For Shaw, there is a notable difference between club play and collegiate.
“For the goalkeepers at the club, it’s a lot more technical coaching because the younger ages especially need it. In the early teens, it’s really about focusing on the development of the players and their technical side,” Shaw said. “Obviously the older they get up into market, a lot more of it is tactical.”
But no matter the age or level that Shaw is working with, he said he aims to develop a personal relationship with each and every pupil.
“To me, coaching is about getting to know each individual. Some goalkeepers may need an arm around the shoulder and a word of encouragement, but other goalkeepers may need a screamer and yeller at times,” Shaw said. “It’s about forming those relationships as quickly as I can with the players, so I know what the player needs. Each player needs a different me at different times.”

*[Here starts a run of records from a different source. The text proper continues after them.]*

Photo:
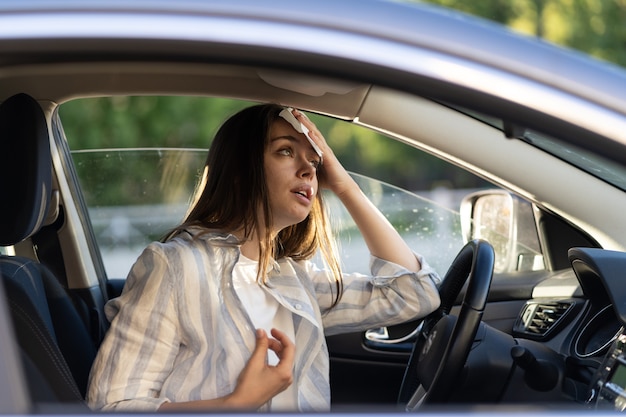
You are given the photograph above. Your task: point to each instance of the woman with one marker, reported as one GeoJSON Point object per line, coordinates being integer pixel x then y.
{"type": "Point", "coordinates": [190, 330]}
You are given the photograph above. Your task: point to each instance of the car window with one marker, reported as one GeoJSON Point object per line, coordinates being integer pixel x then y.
{"type": "Point", "coordinates": [137, 178]}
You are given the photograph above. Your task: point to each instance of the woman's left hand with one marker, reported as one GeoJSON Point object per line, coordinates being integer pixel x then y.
{"type": "Point", "coordinates": [331, 174]}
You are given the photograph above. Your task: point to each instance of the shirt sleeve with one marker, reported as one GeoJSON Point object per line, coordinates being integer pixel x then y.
{"type": "Point", "coordinates": [390, 295]}
{"type": "Point", "coordinates": [138, 351]}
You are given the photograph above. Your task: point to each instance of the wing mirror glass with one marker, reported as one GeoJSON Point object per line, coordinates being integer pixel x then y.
{"type": "Point", "coordinates": [508, 223]}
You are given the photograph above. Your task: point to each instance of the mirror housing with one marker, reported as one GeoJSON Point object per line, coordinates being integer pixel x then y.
{"type": "Point", "coordinates": [508, 223]}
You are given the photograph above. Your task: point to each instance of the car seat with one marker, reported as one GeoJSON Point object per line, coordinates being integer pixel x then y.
{"type": "Point", "coordinates": [53, 339]}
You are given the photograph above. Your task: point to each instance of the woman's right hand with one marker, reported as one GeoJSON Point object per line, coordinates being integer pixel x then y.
{"type": "Point", "coordinates": [259, 382]}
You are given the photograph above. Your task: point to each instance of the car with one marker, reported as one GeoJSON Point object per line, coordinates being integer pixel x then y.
{"type": "Point", "coordinates": [524, 221]}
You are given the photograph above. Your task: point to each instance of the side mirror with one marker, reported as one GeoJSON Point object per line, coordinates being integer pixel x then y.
{"type": "Point", "coordinates": [508, 223]}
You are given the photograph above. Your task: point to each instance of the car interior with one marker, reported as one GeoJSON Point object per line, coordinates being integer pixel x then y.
{"type": "Point", "coordinates": [57, 286]}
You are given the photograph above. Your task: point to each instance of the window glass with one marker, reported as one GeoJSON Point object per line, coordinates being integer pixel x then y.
{"type": "Point", "coordinates": [138, 160]}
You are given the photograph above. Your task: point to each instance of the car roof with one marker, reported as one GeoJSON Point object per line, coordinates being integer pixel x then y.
{"type": "Point", "coordinates": [352, 52]}
{"type": "Point", "coordinates": [415, 25]}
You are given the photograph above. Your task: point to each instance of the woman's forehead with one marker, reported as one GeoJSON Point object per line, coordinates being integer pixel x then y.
{"type": "Point", "coordinates": [280, 129]}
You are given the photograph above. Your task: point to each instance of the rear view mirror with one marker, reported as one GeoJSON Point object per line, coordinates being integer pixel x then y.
{"type": "Point", "coordinates": [508, 223]}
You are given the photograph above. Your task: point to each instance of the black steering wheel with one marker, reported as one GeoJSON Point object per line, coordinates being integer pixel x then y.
{"type": "Point", "coordinates": [444, 341]}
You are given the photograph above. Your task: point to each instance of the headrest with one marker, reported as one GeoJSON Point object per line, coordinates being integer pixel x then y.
{"type": "Point", "coordinates": [25, 168]}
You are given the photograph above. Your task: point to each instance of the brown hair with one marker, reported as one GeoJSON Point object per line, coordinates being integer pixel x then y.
{"type": "Point", "coordinates": [233, 187]}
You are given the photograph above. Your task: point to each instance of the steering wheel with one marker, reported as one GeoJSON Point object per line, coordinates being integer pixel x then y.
{"type": "Point", "coordinates": [444, 341]}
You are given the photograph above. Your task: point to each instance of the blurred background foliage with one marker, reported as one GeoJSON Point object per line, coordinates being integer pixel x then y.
{"type": "Point", "coordinates": [596, 27]}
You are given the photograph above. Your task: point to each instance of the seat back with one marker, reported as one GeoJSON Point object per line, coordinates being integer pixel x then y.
{"type": "Point", "coordinates": [53, 339]}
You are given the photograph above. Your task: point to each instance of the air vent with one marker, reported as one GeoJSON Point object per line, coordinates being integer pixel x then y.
{"type": "Point", "coordinates": [539, 319]}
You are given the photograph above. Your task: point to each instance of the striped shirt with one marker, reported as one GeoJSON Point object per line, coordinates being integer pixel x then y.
{"type": "Point", "coordinates": [180, 333]}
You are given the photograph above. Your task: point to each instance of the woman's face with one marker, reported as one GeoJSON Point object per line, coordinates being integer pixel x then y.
{"type": "Point", "coordinates": [291, 172]}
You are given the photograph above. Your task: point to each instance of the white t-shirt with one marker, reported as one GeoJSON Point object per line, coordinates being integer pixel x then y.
{"type": "Point", "coordinates": [266, 313]}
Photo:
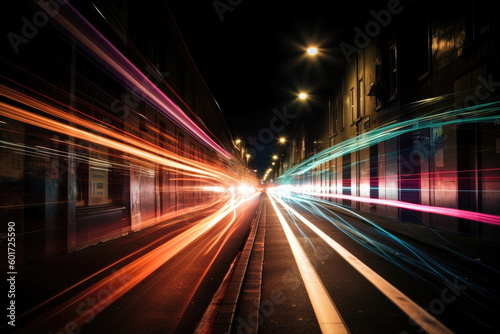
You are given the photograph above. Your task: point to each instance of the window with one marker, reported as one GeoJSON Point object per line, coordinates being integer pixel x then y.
{"type": "Point", "coordinates": [93, 178]}
{"type": "Point", "coordinates": [425, 42]}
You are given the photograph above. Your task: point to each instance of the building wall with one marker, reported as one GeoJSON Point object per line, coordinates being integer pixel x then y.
{"type": "Point", "coordinates": [447, 55]}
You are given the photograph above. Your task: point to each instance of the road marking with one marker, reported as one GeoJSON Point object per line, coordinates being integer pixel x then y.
{"type": "Point", "coordinates": [329, 319]}
{"type": "Point", "coordinates": [426, 321]}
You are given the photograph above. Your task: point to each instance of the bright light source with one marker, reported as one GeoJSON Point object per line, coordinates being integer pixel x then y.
{"type": "Point", "coordinates": [312, 50]}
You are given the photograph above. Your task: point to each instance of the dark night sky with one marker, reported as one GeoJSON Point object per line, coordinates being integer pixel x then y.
{"type": "Point", "coordinates": [253, 60]}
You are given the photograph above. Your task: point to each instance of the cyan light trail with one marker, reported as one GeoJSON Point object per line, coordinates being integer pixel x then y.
{"type": "Point", "coordinates": [487, 112]}
{"type": "Point", "coordinates": [107, 54]}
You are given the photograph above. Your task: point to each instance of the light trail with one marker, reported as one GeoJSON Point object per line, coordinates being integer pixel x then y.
{"type": "Point", "coordinates": [421, 317]}
{"type": "Point", "coordinates": [476, 216]}
{"type": "Point", "coordinates": [147, 151]}
{"type": "Point", "coordinates": [77, 311]}
{"type": "Point", "coordinates": [487, 112]}
{"type": "Point", "coordinates": [329, 319]}
{"type": "Point", "coordinates": [103, 51]}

Beyond the expertise and knowledge that Shaw brings to the field, it is his personality that makes him stand out.
“His personality is funny, being from Liverpool, they’re always funny people from up that end. Everyone on the team likes him. Everyone likes having him around. Everyone goes to him for advice too,” Hallwood said. “Whenever I need him, he’s always there, he’s always got his door open and always answer his calls, texts whenever you need him.”
Not to mention, the coach knows how to finish a team meal.
“We go on road trips and my word, he can eat! All I can say is Marquette men’s soccer must have a great budget for food because he can eat,” Shepherd said.
All Shaw had to say in response was, “He’s not wrong. I judge a restaurant on if their chicken parmesan is good. If it’s good, then I’m happy.”